With that thought in mind, I looked at other bookshelves in my home than those where my RPG materials rest, seeing if I couldn't find something that might serve as a solid introduction to the genre for her but that would be accessible to her; she reads, and at or above grade level, and I'm proud of her for it, but there's a lot of RPG material that's dry and difficult slogging, especially for a seven-year-old. Fortunately, because I am a nerd and am married to a nerd, and both of us remember such things fondly from our own earlier years, we have a number of Choose Your Own Adventure books on hand--and Deborah Lerme Goodman's The Magic of the Unicorn (Chooseco, 2017; ISBN 978-1-937133-25-2) was the one that came off of the shelf for me.

Like all examples of the genre, The Magic of the Unicorn rewards re-readings and consideration of choices to be made; there are multiple endings to be found, and not all of them are particularly pleasant, although no few of them are.

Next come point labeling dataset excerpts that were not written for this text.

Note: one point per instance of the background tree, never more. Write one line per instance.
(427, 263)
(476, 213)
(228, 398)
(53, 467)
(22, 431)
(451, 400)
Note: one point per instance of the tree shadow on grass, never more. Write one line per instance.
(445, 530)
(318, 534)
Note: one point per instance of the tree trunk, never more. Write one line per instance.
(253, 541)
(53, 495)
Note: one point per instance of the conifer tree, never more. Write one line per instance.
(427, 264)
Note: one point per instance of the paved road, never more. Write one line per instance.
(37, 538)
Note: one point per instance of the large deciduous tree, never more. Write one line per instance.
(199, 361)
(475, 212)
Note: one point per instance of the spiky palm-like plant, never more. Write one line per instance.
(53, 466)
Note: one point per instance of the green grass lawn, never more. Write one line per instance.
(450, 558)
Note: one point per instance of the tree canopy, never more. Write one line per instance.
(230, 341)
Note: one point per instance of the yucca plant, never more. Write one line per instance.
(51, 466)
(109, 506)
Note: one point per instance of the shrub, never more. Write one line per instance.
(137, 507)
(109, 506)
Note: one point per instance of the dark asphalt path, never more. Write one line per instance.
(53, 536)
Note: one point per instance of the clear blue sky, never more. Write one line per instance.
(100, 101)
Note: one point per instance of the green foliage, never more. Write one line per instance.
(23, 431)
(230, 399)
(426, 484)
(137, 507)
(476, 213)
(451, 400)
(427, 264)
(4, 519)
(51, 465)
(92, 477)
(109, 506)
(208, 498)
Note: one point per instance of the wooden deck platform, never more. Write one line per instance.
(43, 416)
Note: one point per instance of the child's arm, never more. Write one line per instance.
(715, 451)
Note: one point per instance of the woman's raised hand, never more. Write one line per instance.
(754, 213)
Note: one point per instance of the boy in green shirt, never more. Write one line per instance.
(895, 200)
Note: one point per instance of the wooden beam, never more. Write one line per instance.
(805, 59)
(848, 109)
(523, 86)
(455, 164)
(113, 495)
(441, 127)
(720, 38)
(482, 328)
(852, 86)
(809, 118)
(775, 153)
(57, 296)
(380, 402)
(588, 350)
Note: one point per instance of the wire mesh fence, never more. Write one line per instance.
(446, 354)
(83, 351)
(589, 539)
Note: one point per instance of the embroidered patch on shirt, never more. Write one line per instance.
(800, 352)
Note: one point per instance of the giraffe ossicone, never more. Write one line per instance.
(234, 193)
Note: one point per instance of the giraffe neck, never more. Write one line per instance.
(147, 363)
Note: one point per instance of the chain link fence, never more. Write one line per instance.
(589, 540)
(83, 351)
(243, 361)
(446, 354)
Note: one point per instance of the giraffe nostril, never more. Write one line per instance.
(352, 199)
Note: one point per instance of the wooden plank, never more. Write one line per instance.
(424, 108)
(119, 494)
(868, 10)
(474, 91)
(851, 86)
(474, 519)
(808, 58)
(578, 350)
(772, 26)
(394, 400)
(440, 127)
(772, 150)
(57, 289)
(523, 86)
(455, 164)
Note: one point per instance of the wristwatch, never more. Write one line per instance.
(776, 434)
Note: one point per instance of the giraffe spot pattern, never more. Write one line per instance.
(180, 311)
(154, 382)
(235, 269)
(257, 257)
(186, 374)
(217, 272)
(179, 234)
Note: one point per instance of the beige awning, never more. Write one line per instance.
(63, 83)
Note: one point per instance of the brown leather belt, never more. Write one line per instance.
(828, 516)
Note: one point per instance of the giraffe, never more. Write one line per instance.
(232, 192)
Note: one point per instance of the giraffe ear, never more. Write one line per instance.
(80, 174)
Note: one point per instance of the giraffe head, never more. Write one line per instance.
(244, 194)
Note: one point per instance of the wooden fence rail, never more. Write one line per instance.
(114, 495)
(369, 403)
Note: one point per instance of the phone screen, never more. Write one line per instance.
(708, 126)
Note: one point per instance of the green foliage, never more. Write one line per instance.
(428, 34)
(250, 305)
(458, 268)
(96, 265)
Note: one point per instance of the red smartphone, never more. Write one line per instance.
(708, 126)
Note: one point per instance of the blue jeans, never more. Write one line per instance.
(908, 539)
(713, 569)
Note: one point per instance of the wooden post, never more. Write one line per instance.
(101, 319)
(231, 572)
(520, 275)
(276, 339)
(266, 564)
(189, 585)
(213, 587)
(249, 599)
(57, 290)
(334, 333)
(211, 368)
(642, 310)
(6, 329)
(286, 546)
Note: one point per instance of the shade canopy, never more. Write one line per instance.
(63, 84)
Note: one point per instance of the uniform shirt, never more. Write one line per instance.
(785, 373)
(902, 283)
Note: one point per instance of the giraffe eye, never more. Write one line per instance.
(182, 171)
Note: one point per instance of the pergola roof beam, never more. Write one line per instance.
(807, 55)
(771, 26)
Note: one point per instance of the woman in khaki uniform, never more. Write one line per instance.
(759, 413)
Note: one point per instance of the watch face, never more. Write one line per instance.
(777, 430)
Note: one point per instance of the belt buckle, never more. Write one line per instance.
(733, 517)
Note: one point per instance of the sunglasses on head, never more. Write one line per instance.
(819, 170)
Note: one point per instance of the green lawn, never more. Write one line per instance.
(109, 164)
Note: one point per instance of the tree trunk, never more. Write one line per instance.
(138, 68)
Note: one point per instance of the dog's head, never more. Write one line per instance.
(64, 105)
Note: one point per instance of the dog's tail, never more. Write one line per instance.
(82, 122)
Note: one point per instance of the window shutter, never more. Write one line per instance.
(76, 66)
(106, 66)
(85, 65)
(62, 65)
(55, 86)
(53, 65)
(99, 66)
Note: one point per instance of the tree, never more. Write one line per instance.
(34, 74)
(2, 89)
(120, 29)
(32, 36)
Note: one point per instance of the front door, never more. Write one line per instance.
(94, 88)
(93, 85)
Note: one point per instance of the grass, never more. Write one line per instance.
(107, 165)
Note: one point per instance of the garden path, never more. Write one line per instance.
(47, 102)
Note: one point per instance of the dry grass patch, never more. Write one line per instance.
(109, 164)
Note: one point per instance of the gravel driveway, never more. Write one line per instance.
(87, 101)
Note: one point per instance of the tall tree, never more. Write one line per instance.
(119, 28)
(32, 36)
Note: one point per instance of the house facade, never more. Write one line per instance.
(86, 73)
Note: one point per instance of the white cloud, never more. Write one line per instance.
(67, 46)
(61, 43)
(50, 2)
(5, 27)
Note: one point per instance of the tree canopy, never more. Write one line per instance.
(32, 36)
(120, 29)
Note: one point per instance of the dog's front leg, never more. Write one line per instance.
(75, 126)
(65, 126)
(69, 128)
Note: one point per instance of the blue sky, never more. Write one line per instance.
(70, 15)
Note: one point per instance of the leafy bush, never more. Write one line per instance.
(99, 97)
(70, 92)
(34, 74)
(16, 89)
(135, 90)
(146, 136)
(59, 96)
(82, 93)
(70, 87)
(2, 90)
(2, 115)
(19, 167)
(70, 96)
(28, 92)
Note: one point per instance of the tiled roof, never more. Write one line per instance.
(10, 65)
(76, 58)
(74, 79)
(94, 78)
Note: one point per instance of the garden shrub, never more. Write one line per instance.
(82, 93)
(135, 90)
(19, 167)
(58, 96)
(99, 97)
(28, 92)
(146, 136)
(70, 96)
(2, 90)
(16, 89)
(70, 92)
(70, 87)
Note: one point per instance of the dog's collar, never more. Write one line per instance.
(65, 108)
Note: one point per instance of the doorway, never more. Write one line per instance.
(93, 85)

And while the specific text may be a bit ambitious for my daughter at this point--she's in first grade now, and the book checks out at a fifth-grade reading level--the ability to make choices and have them matter is something that my little girl appreciates. Too, she likes unicorns and dragons and the like that appear in the text, even though she doesn't always like every ending she runs into as we read it together.

The more pertinent stuff for this webspace, though, is how the text presents the medieval. It certainly presents itself as presenting it; ad copy on the book's webpage offers the following description:

Only a unicorn's horn can purify the water in your medieval village, so you set off to find one. Can you solve the town riddle and find the sorceress? Does a unicorn reside in the forest? A fire-breathing dragon, angry warlock, and powerful wood-witch all stand in your path.
So, that is there. The first sentence of the book complicates the matter, however; reading "The summer of 1507 is exceptionally dry throughout Flanders" (1), the statement regarding setting puts the events of the book into the ambiguous, liminal period that could be considered either medieval or early modern, depending on definitions of the terms (as noted here). While it does get the bit about the drought right, the ambiguous placement in time sits...oddly with me as I read it against the description of the book as medieval.

The rest of the text and the paratext work to make the book more medieval, however. Although there is much of the hovels-and-heraldry stereotyping at work, there are a lot of details that ring true. A weaver figures eminently, and weaving was among the major economic drivers of Flanders at the time. Too, monastic figures and churches take up a fair bit of space in the work, reinforcing the association with the medieval (yes, such figures extend well outside the medieval, but the medieval is often presented as typified by the interpenetration of Christian institutions into civil ones), and "typical" feudal structures are very much in place. In all, as might be expected from a children's book (and about which I have opined before), The Magic of the Unicorn works from an idealized, condensed, compressed understanding of the medieval that does well enough--again, unpleasant endings await readers, averting the Disneyfication of the period--and it could do better without losing narrative thrust or confusing younger readers.

That said, there are things the book does well. An early encounter along one narrative line in the text is with "Simon, a traveling peddler [the protagonist has] always liked" (7). The accompanying illustration (6), at least in the edition of the text I have, is of a dark-skinned man in what appear to be good clothes--they compare favorably with even some of the noble figures presented in the book, and better than the clothes worn by the prominent weaver (37)--so the problems of the monochrome Middle Ages and the Manichean allegory are averted (at least in part; tokenism may still be regarded as an issue of concern). Too, while there is much flattening of the medieval in the text, and there are decidedly fantastical elements in it--dragons, griffins, alchemy, and the titular magic and unicorn--the book does not avoid peril, injury, and death--including in what seems very much an oubliette, medievalist if not necessarily medieval; the book's medievalism is not all knights and princesses and pageantry, even as it is not all grim and grime and gory. And in maintaining at least that much nuance, it does decently enough for an elementary school read--although it, like all of us, could do better.